Pierwsi i trzeci szarpali się okrutnie przed wyborami, a i tuż po nich wymierzali sobie ciosy. Ciężar ich jednak odczuli nie tyle posłowie co przeciętni obywatele Bułgarii. Cyrk był przezabawny. 56 dni po wyborach Bułgaria pozostawała wciąż bez rządu, a to dlatego, że czempioni płatali sobie rozmaite figle i sztubacko żartowali. Najpierw powołali premiera, ale za to nie pozwolili mu tworzyć rządu, potem pozwolili tworzyć rząd, ale za to nie udzielili mu wotum zaufania. Potem jęli obrzucać się przez tydzień wyjątkowo napastliwymi uwagami, epitetami itd. A to wszystko po to… by się na końcu dogadać.
W 56 dni po wyborach, w Bułgarii powstał rząd złożony z Bułgarskiej Partii Socjalistycznej i Ruchu Narodowego Symeon Drugi.

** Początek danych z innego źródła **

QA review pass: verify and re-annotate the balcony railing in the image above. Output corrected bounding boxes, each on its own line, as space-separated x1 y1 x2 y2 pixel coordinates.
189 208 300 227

Ze wszystkich odbiorników radiowych i telewizyjnych jęto natychmiast zabraniać społeczeństwu podnoszenia jakiegokolwiek larum wokół jakiejś rzekomej przecież bezpryncypialności nowego gabinetu. „Sza!!! Bo Unia usłyszy i nas nie wpuści!” grzmiały media. No i spokój był. Przez chwilę.
Pierwsi i drudzy nie mogli bowiem nie uwzględnić w swej koalicji jedności narodowej i trzecich. Problem powstał gdy okazało się, ze przedstawiciele RnPiS będą piastowali – zgodnie z umową koalicyjną – urzędy zarządców niektórych okręgów administracyjnych. Zesrożony Wolen S. na to tylko czekał. Powędrował na place miast i krzyczał wraz z setką mu podobnych, że „Turek nie będzie rządził bułgarskim miastem!”. Dotychczas nie było z tym nigdy problemu. Burmistrzem Sofii przez okres 6 lat był Turek. Nikt nigdy nie zwracał na to uwagi. Zwłaszcza nie było z tym problemu w Warnie, Burgas, Plewnie czy Haskowie. Teraz jednak sytuacja się zmieniła.
Zmęczenie kapitalizmem
Bułgarskie społeczeństwo to obraz wyjątkowej nędzy. Choć oficjalny wskaźnik bezrobocia jest blisko dwukrotnie mniejszy niż w Polsce obszary biedy są ogromne. Setki tysięcy ludzi – zwłaszcza na prowincji – przymiera głodem. Życie jest coraz droższe z roku na rok, a średnia płaca według oficjalnych danych (czyli zawyżona) to 200 Euro miesięcznie. Spożycie mięsa spadło od 89-ego roku o 17 kilogramów na osobę! Po ulicach miast i miasteczek snują się bezdomni i grzebiący w śmietnikach, wokół miast powstają getta biedy i cygańskie slumsy. Infrastruktura państwowa jest w stanie totalnego rozkładu (za wyjątkiem autostrad). Służba zdrowia, opieka socjalna, transport miejski i kolejowy… Wszystko się rozsypuje. Korupcja kwitnie w najlepsze i tylko coraz więcej McDonaldów i powszechnego bandytyzmu.
Uroki kapitalistycznego modelu nie przemawiają do Bułgarów. Wcześniej czy później potencjał buntu społecznego będzie musiał znaleźć swój wyraz.
Bojan Stanisławski
Tekst ukazał się w "Nowym Tygodniku Popularnym".